C# Counting occurences of strings having emoji

I can achieve to count the occurences of a string by doing the following class / method :

private List<CountClass> CountCharacterOccurences(string theText)
{

    List<CountClass> theCountList = new();

    while (theText.Length > 0)
    {
        int cal = 0;
        for (int j = 0; j < theText.Length; j++)
            if (theText[0] == theText[j])
                cal++;

        theCountList.Add(new CountClass { Category = theText[0].ToString(), Count = cal });

        theText = theText.Replace(theText[0].ToString(), string.Empty);
    }

    return theCountList;
}

However, if my string contains Emojis, my logic does not work : it seems emojis are coded on 2 and/or more chars, so my "read the string by character" is wrong.

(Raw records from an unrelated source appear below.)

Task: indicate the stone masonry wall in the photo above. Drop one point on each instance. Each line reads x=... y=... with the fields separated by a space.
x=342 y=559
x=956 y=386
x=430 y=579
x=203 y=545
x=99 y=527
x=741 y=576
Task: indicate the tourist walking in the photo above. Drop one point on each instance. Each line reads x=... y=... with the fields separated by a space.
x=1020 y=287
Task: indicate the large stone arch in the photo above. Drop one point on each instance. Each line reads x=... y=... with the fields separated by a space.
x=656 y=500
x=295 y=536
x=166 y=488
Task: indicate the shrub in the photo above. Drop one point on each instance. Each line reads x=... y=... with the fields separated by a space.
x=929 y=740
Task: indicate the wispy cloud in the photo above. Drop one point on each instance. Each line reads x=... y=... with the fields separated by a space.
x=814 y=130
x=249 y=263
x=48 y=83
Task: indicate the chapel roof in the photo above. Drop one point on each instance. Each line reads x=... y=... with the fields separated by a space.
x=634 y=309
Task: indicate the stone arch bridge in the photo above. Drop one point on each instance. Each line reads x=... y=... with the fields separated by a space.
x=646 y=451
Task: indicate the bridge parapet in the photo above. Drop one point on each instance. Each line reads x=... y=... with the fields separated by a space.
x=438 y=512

I'm able to identify / isolate in my string the emoji list using a RegEx, but this seems not useful.

Any help ? Thanks !

Solution

I assume you want to treat each grapheme cluster of the string as a separate character. A grapheme cluster is displayed as a single "unit" of text. In addition to single chars and surrogate pairs, this also includes things like emojis that are modified with skin tone modifiers, zero-width sequences, combining diacritics etc. This means that a "man with dark skin" emoji would be counted differently as a "man with light skin" emoji.

You can use StringInfo.GetTextElementEnumerator to iterate through the grapheme clusters:

using System.Globalization;

var dictionary = new Dictionary<string, int>();
var graphemeEnumerator = StringInfo.GetTextElementEnumerator("👨🏿👨🏿👨");
while(graphemeEnumerator.MoveNext()) {
    var grapheme = graphemeEnumerator.GetTextElement();
    if (dictionary.ContainsKey(grapheme)) {
        dictionary[grapheme]++;
    } else {
        dictionary.Add(grapheme, 1);
    }
}

// { [👨🏿, 2], [👨🏻, 1] }

You can then convert the dictionary into your CountClass if you want.

Note that Dmitry Bychenko's answer iterates over the runes (aka Unicode scalars) instead. For "👨🏿👨🏿👨", their answer will count 3 man emojis, 2 dark skin tone modifiers, and 1 light skin tone modifier.